Cart abandonment is the single largest source of leaked revenue in e-commerce: shoppers add items, reach the checkout, and disappear. Two questions follow directly from that. First, the causal question — if we ship a new checkout experience, does it genuinely lift conversion, or are we fooling ourselves with noise? Second, the predictive question — given a live session, can we estimate the probability that this user will abandon their cart in time to intervene?

I set out to answer both rigorously. The causal question is handled with a properly randomized A/B test and a significance test rather than eyeballed dashboards; the predictive question is handled with an interpretable gradient-boosted model whose every prediction can be explained feature-by-feature. The goal was never just a model file — it was a defensible, deployable system that a product or growth team could actually act on.

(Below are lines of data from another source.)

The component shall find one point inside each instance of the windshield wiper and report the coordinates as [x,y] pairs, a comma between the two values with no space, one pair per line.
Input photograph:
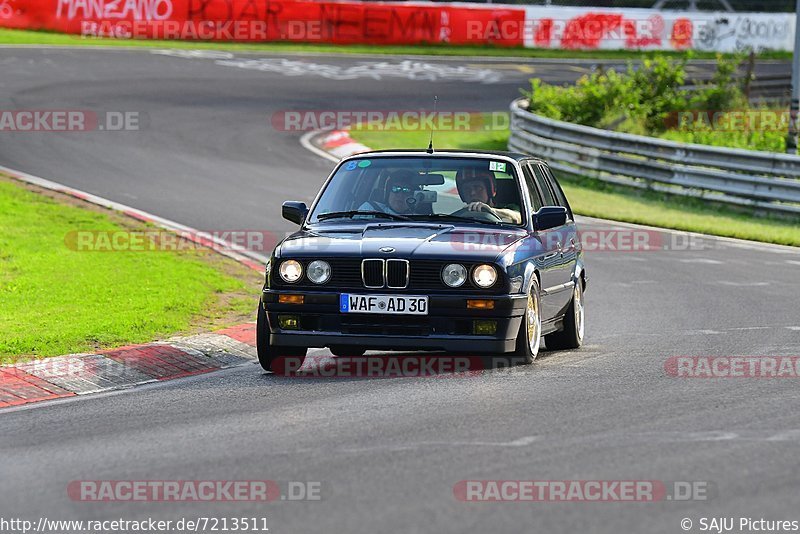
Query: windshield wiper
[449,217]
[352,213]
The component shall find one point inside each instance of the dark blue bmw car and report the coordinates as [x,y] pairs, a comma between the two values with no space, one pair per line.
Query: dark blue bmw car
[472,252]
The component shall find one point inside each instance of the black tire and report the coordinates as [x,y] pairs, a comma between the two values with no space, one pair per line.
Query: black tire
[525,351]
[269,354]
[571,337]
[344,350]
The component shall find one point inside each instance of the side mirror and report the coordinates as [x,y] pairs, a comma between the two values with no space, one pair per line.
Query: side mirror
[294,211]
[549,217]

The Dataset & Experiment Simulation

The foundation is the Kaggle "eCommerce Events History in a Cosmetics Shop" dataset — real, anonymized clickstream logs covering October 2019 through February 2020. Each row is a single user action (view, cart, purchase, remove_from_cart) with a product, brand, price, user ID, and session ID. Across five monthly files this is roughly 20 million events totaling ~4.6 GB — large enough that naive in-memory processing fails, forcing real data-engineering decisions.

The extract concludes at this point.